The Dalai Lama says, in his book How to Practice The Way to a Meaningful Life:
Analyze. Think, think, think. When you do, you will recognize that our ordinary way of life is almost meaningless. Do not be discouraged. It would be very foolish to give up now. On those occasions when you feel most hopeless you must make a powerful effort. We are so accustomed to faulty states of mind that it is difficult to change with just a little practice. Just a drop of something weak cannot change a taste that is powerfully bitter. We must persist in the face of failure.
After reading this passage I had two very clear thoughts. First, I thought, “Whoa…everything I read connects to what I am trying to do.” Second, “Keep going, Angie Counios!”
Questions that should be answered
At the end of the teaching period a young girl asked me for help completing assignments that got away from her so that she could get her art credit. During her time of homework catch-up, she asked me a question that surprised me. I answered honestly.
“Ms. Counios have you failed at anything?” I was caught off-guard and I busted out a “Ha!” in one big exhaled breath. “Oh girl. My expertise in failure started a long time ago. Let me tell you. I failed at math and physics and chemistry in high school. I failed at public speaking and touching my toes. (I was fat and shy.) I failed at University my first year. I failed at relationships—that one I was particularly good at failing—and I failed at responsible finances. Oh, and let’s not count all the ugly art I made that should be put in a fire. I’m super-duper good at failing.” I announced all of this with a sort of pride. The girl looked at me astonished. She didn’t believe me.
No, for real!
“What? You don’t believe me?” She shook her head.
“How am I supposed to get good at something if I’m already good at it?” She gave a thoughtful shrug. I continued, “The cool thing about failing is that if you’ve landed on your face once or twice, you know without a shadow of a doubt that you can get back up. So if you feel like you’ve failed at something—awesome. It’s like a protective shield—even a super power, really. Eventually there will be things you do that you won’t be scared of.

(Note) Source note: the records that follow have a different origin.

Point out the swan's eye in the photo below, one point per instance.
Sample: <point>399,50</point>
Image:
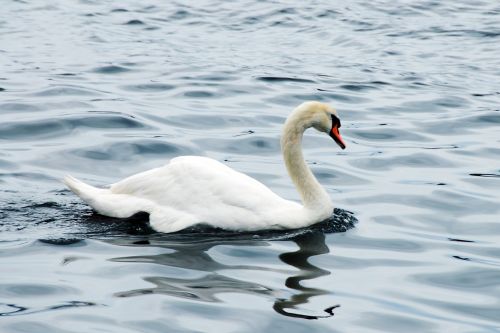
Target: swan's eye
<point>335,121</point>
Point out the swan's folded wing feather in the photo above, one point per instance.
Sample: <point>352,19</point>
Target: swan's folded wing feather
<point>201,186</point>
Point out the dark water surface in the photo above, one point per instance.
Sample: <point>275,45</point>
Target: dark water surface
<point>104,89</point>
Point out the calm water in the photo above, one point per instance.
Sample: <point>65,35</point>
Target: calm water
<point>104,89</point>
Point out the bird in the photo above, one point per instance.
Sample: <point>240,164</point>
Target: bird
<point>195,190</point>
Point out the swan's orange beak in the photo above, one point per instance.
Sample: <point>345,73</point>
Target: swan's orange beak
<point>335,134</point>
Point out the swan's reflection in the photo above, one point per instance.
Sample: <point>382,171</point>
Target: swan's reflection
<point>195,256</point>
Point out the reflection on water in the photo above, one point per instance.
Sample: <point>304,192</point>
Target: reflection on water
<point>208,286</point>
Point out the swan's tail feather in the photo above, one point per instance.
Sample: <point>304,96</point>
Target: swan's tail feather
<point>104,201</point>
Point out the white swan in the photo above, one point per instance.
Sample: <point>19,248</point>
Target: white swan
<point>192,189</point>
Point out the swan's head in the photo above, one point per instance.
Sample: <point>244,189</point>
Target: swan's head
<point>323,118</point>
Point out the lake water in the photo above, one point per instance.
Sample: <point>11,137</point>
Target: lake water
<point>105,89</point>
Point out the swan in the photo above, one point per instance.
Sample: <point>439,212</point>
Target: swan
<point>192,190</point>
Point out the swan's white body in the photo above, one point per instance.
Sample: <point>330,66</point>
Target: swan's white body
<point>191,189</point>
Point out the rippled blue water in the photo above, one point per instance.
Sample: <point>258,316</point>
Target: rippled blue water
<point>104,89</point>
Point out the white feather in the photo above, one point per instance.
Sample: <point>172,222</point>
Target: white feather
<point>192,189</point>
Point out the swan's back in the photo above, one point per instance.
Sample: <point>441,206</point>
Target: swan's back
<point>206,189</point>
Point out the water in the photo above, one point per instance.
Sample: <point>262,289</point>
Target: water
<point>102,90</point>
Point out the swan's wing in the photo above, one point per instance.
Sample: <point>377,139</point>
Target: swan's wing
<point>204,188</point>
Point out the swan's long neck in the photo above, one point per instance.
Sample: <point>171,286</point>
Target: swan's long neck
<point>314,197</point>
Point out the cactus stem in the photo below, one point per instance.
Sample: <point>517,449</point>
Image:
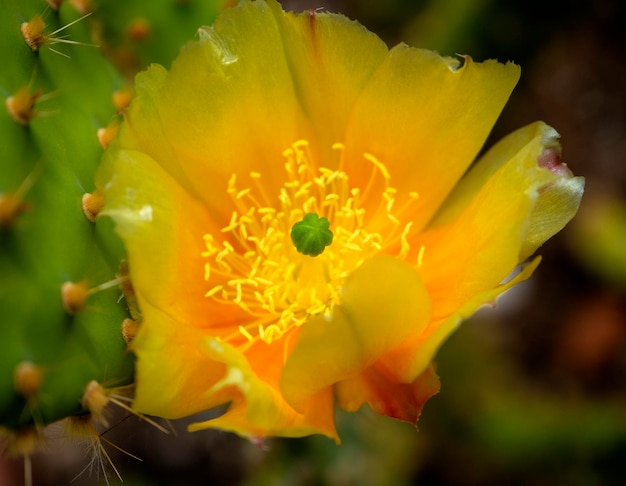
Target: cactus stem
<point>92,204</point>
<point>83,426</point>
<point>129,329</point>
<point>122,98</point>
<point>95,399</point>
<point>12,204</point>
<point>139,30</point>
<point>21,105</point>
<point>82,6</point>
<point>27,378</point>
<point>54,4</point>
<point>107,134</point>
<point>33,34</point>
<point>74,294</point>
<point>119,401</point>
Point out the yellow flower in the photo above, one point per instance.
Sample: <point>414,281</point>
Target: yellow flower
<point>268,117</point>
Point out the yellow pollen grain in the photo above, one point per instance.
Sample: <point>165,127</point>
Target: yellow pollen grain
<point>378,164</point>
<point>242,193</point>
<point>214,290</point>
<point>420,256</point>
<point>246,334</point>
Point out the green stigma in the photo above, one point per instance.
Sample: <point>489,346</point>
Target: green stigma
<point>311,235</point>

And things you do that you’ll do just to try without caring about the outcome.”
Even the most botched art project has lessons in it and the struggle offers far more lessons than achieving a goal easily. I challenge students to consider what has come from what they created besides just the work of art—whether it is ugly or beautiful. What’s the additional learning—the side dish? Is it personal success, risk taking, or the courage to make it and put it out there?
I keep two articles close by to remind me that success comes from failure. The first is in The New York Times, Sept 14, 2011, from the writer Paul Tough (what an awesome and appropriate surname): ” What if the Secret to Success is Failure? ”
The second is from Jessica Lahey in The Atlantic, January 29, 2013: ” Why Parents Need to Let Their Children Fail.” Can we actually say that a little slower and louder for the parents in the back? Thanks.
And Austin Kleon (hello again) says: Amateurs are not afraid to make mistakes or look ridiculous in public. They’re in love so they don’t hesitate to do work that others think of as silly or just plain stupid. Kleon also quotes Clay Shirky from his book Cognitive Surplus: “The stupidest possible creative act is still a creative act” Kleon says, “forget about being an expert or a professional, and wear your amateurism (your heart, your love) on your sleeve. Share what you love and the people who love the same things will find you.”
By sharing what I love I have people around me who are fearless, who aren’t scared to fall down or to help me up. I want to keep going even when it’s tough or when I want to be lazy. And hopefully I will keep attracting those folks who live in the same way. So Your Holiness, Mr. Kleon, Mr. Tough, Ms. Lahey, Mr. Shirky, and that girl in my Art 10 class, thanks for the reminder that persistence, hope, and failure are necessary and excellent teachers!
As long as I do my best, and even if I fail, I should not be afraid.